La gastronomía local constituye una experiencia imprescindible. Los platos tradicionales se basan en el aceite de oliva virgen extra de producción local, ingrediente que realza sabores en preparaciones como el gazpacho, las migas, el salmorejo y los guisos de temporada. Los productos de la huerta local complementan una cocina sencilla pero sabrosa, fiel a las recetas transmitidas de generación en generación.
La observación de aves encuentra en los alrededores del pueblo un escenario ideal, especialmente durante las migraciones, cuando especies mediterráneas y africanas utilizan estos territorios como zona de descanso.
Los aficionados a la fotografía rural descubrirán en Higuera de Calatrava múltiples oportunidades: desde los detalles arquitectónicos del pueblo hasta los amplios horizontes de la campiña, pasando por escenas cotidianas que reflejan el ritmo pausado de la vida rural.
Fiestas y tradiciones
El calendario festivo de Higuera de Calatrava mantiene vivas las tradiciones populares andaluzas. Las fiestas patronales se celebran durante el verano, generalmente en agosto, con verbenas, procesiones y actividades que congregan no solo a los vecinos sino también a familiares y amigos que regresan al pueblo desde otras localidades.
La Semana Santa se vive con especial devoción, manteniendo tradiciones procesionales que se remontan a siglos pasados. Las celebraciones, aunque de carácter íntimo debido al tamaño del pueblo, conservan la autenticidad de las manifestaciones religiosas populares andaluzas.
En otoño, coincidiendo con la recolección de la aceituna, se organizan actividades relacionadas con el olivar que permiten a los visitantes conocer de primera mano el proceso tradicional de elaboración del aceite de oliva.
Información práctica
Cómo llegar: Desde Jaén capital, se accede a Higuera de Calatrava por la A-316 en dirección a Córdoba, tomando después carreteras secundarias que conectan con el municipio.
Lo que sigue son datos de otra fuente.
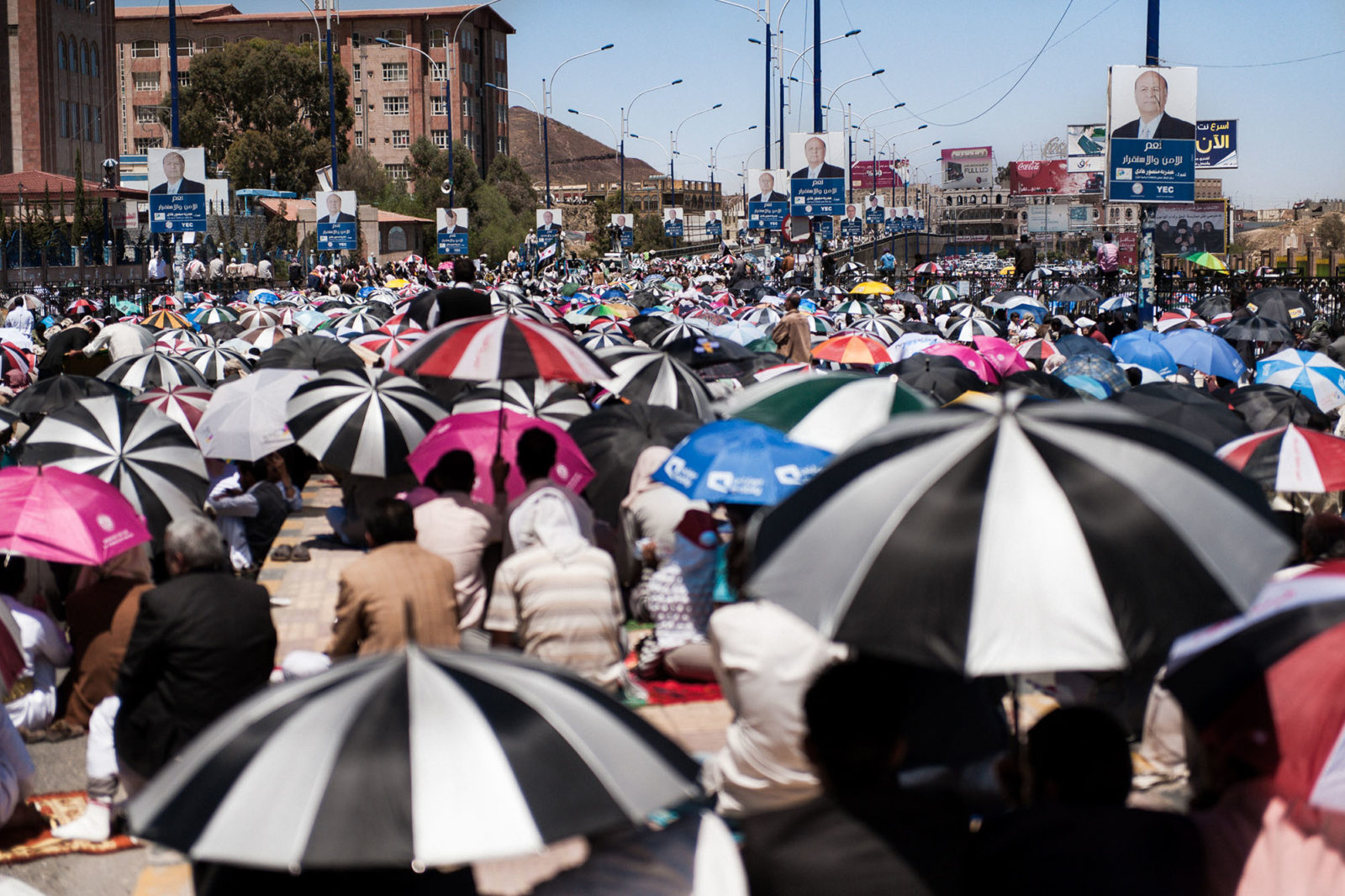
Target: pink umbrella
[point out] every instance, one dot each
(54, 514)
(1001, 354)
(477, 434)
(968, 358)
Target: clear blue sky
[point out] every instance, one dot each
(950, 62)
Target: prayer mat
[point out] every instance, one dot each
(29, 845)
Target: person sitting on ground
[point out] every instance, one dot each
(557, 596)
(31, 701)
(397, 593)
(463, 532)
(1075, 833)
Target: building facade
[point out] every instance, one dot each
(397, 94)
(62, 94)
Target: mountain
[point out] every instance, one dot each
(576, 158)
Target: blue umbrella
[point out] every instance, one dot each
(1204, 351)
(739, 461)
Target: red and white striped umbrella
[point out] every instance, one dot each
(504, 347)
(182, 403)
(1290, 459)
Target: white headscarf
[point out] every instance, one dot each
(548, 519)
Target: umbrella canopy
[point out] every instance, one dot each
(555, 403)
(649, 377)
(739, 461)
(1200, 416)
(502, 347)
(443, 757)
(1290, 459)
(152, 369)
(1268, 407)
(65, 517)
(479, 434)
(825, 410)
(1309, 373)
(362, 421)
(246, 417)
(136, 448)
(925, 519)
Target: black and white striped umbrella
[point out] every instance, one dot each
(556, 403)
(362, 421)
(649, 377)
(926, 524)
(131, 445)
(151, 370)
(424, 757)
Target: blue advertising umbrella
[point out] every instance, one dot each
(739, 461)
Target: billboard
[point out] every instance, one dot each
(625, 229)
(177, 182)
(1152, 128)
(770, 205)
(873, 175)
(817, 165)
(336, 222)
(1087, 148)
(674, 224)
(1216, 143)
(968, 168)
(1199, 226)
(451, 229)
(1051, 178)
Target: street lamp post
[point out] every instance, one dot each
(546, 113)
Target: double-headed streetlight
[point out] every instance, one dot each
(546, 112)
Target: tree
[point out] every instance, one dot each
(261, 108)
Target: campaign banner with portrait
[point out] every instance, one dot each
(451, 228)
(1049, 178)
(336, 225)
(818, 175)
(625, 229)
(549, 225)
(1152, 134)
(770, 205)
(1197, 226)
(177, 183)
(1216, 143)
(674, 225)
(968, 168)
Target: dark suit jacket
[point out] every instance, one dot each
(187, 186)
(1168, 129)
(827, 170)
(202, 643)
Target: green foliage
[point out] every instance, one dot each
(261, 108)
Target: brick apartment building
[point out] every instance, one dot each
(396, 94)
(62, 92)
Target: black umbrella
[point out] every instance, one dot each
(1268, 407)
(307, 351)
(612, 439)
(1203, 419)
(941, 377)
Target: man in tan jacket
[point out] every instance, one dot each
(793, 334)
(397, 587)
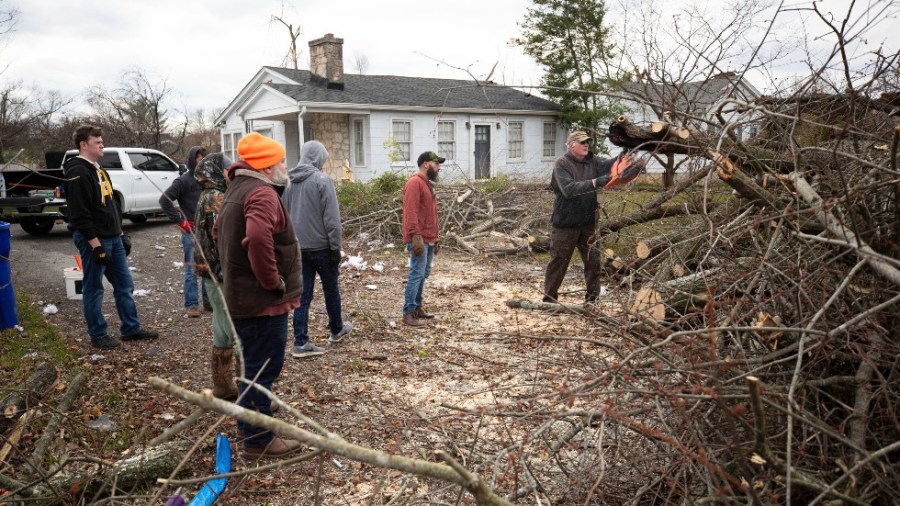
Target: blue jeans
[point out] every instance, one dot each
(116, 271)
(419, 270)
(318, 262)
(190, 274)
(262, 339)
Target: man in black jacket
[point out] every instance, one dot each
(577, 176)
(185, 190)
(96, 223)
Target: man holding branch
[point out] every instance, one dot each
(577, 176)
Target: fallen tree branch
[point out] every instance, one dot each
(327, 444)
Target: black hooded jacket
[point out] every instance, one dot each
(576, 197)
(88, 211)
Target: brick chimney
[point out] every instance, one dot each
(326, 60)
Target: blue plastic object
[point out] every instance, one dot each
(9, 314)
(212, 488)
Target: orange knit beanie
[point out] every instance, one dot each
(259, 151)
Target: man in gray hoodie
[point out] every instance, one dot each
(184, 192)
(311, 202)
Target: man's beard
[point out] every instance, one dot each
(279, 178)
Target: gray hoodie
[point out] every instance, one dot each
(311, 201)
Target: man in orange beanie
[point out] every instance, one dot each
(261, 274)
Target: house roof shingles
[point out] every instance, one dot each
(404, 91)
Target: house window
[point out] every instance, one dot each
(549, 139)
(229, 144)
(515, 142)
(447, 139)
(402, 131)
(359, 147)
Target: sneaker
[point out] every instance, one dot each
(277, 448)
(421, 314)
(106, 342)
(141, 334)
(411, 320)
(307, 350)
(345, 330)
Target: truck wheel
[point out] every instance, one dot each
(37, 226)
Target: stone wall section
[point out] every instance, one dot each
(333, 130)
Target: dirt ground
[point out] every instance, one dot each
(387, 386)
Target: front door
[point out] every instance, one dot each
(482, 151)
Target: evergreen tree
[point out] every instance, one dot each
(569, 39)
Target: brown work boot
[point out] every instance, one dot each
(276, 449)
(223, 379)
(420, 313)
(412, 321)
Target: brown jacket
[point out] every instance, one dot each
(252, 264)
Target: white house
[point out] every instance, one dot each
(375, 124)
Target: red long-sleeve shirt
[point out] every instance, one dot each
(419, 210)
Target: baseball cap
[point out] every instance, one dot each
(577, 136)
(430, 156)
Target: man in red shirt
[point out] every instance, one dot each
(420, 233)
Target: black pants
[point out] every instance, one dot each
(563, 242)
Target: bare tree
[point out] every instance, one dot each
(361, 62)
(293, 53)
(136, 112)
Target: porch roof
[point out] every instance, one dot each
(404, 92)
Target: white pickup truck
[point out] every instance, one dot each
(36, 199)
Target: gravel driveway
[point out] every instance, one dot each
(386, 386)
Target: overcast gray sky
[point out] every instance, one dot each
(207, 50)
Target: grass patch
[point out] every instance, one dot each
(40, 341)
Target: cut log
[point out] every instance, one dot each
(26, 395)
(16, 435)
(539, 243)
(652, 213)
(584, 309)
(647, 303)
(463, 244)
(487, 224)
(72, 392)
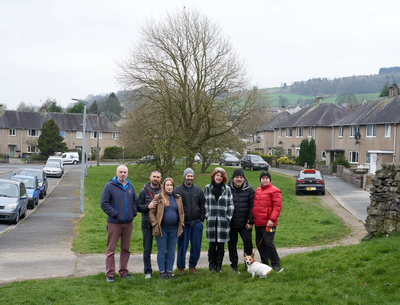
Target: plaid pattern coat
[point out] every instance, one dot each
(218, 214)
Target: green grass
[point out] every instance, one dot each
(303, 221)
(366, 273)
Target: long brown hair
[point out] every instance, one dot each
(164, 197)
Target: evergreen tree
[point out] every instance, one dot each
(303, 154)
(50, 140)
(77, 108)
(312, 153)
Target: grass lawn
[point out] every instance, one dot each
(366, 273)
(303, 221)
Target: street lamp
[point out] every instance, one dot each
(83, 152)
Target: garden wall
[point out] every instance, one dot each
(384, 210)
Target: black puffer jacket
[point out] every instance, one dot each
(193, 202)
(243, 200)
(146, 195)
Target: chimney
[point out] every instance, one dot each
(393, 90)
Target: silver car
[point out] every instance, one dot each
(53, 169)
(13, 200)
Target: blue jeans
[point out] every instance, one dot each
(166, 246)
(147, 246)
(194, 234)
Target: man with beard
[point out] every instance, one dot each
(145, 203)
(193, 206)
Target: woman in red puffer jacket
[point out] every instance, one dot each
(266, 210)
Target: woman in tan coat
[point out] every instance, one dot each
(167, 220)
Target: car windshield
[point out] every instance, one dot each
(29, 183)
(226, 155)
(257, 159)
(8, 190)
(38, 174)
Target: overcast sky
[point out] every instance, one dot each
(67, 49)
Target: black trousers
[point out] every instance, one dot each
(232, 244)
(267, 248)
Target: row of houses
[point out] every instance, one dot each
(20, 130)
(367, 137)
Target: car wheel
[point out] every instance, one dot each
(15, 221)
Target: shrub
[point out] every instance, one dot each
(340, 160)
(285, 160)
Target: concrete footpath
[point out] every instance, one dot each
(39, 247)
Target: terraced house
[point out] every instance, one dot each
(370, 135)
(19, 131)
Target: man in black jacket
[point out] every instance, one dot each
(242, 220)
(145, 203)
(193, 206)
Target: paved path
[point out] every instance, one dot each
(40, 246)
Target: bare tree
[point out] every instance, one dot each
(190, 80)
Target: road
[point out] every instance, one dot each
(7, 170)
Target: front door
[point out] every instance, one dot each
(372, 166)
(12, 151)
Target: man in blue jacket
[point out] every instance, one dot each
(119, 202)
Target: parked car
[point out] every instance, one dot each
(58, 160)
(254, 162)
(147, 159)
(43, 184)
(52, 169)
(32, 188)
(310, 180)
(13, 200)
(70, 157)
(229, 159)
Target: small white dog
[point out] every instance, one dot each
(256, 268)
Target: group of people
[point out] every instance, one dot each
(175, 216)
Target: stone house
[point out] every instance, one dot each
(20, 130)
(313, 121)
(370, 135)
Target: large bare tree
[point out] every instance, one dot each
(192, 85)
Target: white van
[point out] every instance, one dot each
(58, 160)
(70, 157)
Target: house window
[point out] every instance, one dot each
(387, 130)
(354, 130)
(93, 135)
(299, 132)
(33, 132)
(32, 149)
(340, 131)
(353, 157)
(371, 131)
(367, 158)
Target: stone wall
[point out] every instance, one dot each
(384, 211)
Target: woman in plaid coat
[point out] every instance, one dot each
(219, 211)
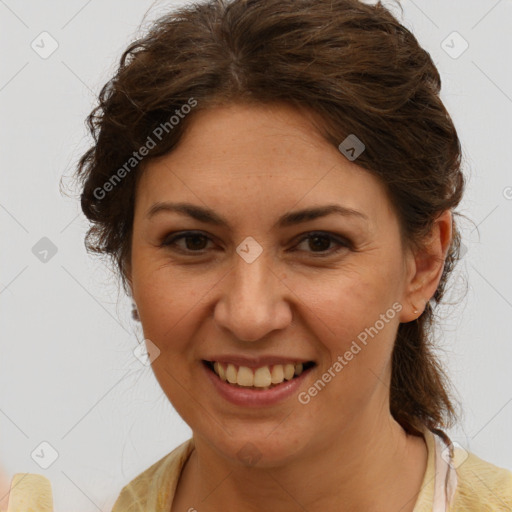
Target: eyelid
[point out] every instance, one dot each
(341, 241)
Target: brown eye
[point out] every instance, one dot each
(319, 242)
(194, 241)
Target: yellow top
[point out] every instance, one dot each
(465, 481)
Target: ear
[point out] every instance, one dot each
(425, 268)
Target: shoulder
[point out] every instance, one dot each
(154, 488)
(481, 486)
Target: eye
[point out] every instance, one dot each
(195, 242)
(320, 240)
(196, 245)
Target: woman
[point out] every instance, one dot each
(276, 182)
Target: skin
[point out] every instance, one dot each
(343, 450)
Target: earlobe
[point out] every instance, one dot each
(427, 268)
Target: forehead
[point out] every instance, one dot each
(231, 154)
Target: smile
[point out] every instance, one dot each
(264, 377)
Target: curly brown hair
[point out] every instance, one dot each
(351, 65)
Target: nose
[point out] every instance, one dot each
(253, 300)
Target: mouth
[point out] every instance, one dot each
(262, 378)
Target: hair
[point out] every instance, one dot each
(354, 67)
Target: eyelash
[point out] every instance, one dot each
(342, 243)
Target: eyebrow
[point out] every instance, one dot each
(208, 216)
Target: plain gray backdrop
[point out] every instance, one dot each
(68, 375)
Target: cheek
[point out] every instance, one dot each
(354, 318)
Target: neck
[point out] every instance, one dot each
(370, 463)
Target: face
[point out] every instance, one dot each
(258, 290)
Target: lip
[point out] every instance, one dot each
(247, 397)
(255, 362)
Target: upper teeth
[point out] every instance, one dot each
(261, 377)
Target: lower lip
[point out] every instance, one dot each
(249, 397)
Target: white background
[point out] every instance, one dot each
(67, 372)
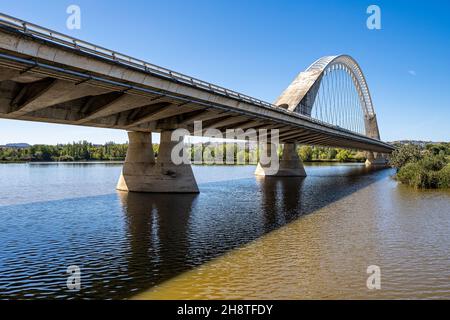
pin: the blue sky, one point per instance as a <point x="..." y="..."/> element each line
<point x="258" y="47"/>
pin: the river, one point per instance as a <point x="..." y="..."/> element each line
<point x="241" y="237"/>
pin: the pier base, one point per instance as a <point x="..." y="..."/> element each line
<point x="377" y="160"/>
<point x="290" y="164"/>
<point x="143" y="173"/>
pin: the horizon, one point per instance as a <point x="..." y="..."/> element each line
<point x="391" y="58"/>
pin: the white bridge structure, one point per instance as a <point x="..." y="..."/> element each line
<point x="50" y="77"/>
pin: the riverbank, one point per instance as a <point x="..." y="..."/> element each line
<point x="323" y="231"/>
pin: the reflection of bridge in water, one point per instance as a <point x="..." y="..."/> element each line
<point x="50" y="77"/>
<point x="172" y="234"/>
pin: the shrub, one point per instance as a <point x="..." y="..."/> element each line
<point x="430" y="172"/>
<point x="444" y="177"/>
<point x="405" y="154"/>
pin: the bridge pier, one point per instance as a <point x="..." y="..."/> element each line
<point x="290" y="164"/>
<point x="377" y="160"/>
<point x="143" y="173"/>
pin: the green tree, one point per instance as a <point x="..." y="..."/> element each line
<point x="405" y="154"/>
<point x="305" y="153"/>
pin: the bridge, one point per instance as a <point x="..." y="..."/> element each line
<point x="47" y="76"/>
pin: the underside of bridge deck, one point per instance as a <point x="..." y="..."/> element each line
<point x="49" y="77"/>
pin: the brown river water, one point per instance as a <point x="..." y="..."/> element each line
<point x="242" y="237"/>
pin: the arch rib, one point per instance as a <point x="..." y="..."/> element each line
<point x="301" y="93"/>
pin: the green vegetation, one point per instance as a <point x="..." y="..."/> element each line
<point x="423" y="168"/>
<point x="81" y="151"/>
<point x="309" y="153"/>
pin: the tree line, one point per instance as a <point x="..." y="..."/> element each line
<point x="423" y="167"/>
<point x="86" y="151"/>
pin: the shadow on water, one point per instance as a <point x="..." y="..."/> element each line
<point x="180" y="232"/>
<point x="130" y="242"/>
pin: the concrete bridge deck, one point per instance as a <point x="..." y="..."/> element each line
<point x="48" y="77"/>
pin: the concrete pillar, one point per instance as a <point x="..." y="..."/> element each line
<point x="141" y="173"/>
<point x="290" y="164"/>
<point x="375" y="159"/>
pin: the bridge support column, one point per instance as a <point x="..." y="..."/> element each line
<point x="142" y="173"/>
<point x="290" y="164"/>
<point x="376" y="159"/>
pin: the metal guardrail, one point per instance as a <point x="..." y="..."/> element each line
<point x="57" y="37"/>
<point x="84" y="46"/>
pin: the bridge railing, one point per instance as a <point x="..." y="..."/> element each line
<point x="90" y="48"/>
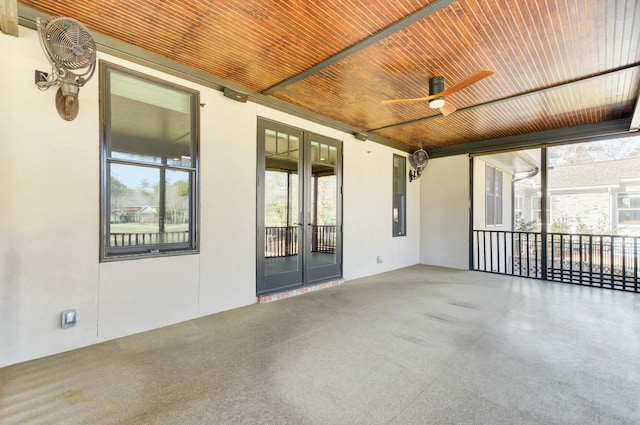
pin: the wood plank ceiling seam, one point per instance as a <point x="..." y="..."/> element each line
<point x="513" y="97"/>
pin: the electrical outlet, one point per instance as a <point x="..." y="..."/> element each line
<point x="69" y="318"/>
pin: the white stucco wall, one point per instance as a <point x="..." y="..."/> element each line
<point x="49" y="217"/>
<point x="444" y="204"/>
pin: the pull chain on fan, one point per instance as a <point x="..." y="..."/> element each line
<point x="418" y="161"/>
<point x="68" y="46"/>
<point x="437" y="91"/>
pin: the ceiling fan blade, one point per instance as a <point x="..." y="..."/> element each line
<point x="447" y="109"/>
<point x="417" y="99"/>
<point x="466" y="82"/>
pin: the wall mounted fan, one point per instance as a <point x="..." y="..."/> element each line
<point x="437" y="91"/>
<point x="72" y="53"/>
<point x="418" y="161"/>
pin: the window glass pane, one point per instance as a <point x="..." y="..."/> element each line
<point x="591" y="187"/>
<point x="333" y="155"/>
<point x="177" y="209"/>
<point x="270" y="142"/>
<point x="135" y="205"/>
<point x="294" y="147"/>
<point x="148" y="121"/>
<point x="399" y="195"/>
<point x="150" y="156"/>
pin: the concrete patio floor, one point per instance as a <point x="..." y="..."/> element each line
<point x="421" y="345"/>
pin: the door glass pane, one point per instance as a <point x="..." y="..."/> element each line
<point x="281" y="209"/>
<point x="324" y="208"/>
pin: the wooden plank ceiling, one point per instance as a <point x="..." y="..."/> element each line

El trayecto de aproximadamente 50 kilómetros se realiza en menos de una hora, atravesando paisajes representativos de la campiña olivarera.
Mejor época para visitar: La primavera (marzo-mayo) ofrece temperaturas suaves y campos verdes, ideal para senderismo y fotografía. El otoño (octubre-noviembre) permite vivir la experiencia de la recolección de aceituna. Los veranos son calurosos pero perfectos para disfrutar de las fiestas locales.
Consejos: Se recomienda contactar previamente con el ayuntamiento para conocer actividades y festividades programadas. Llevar calzado cómodo para caminar por terreno rural y protección solar durante los meses de verano.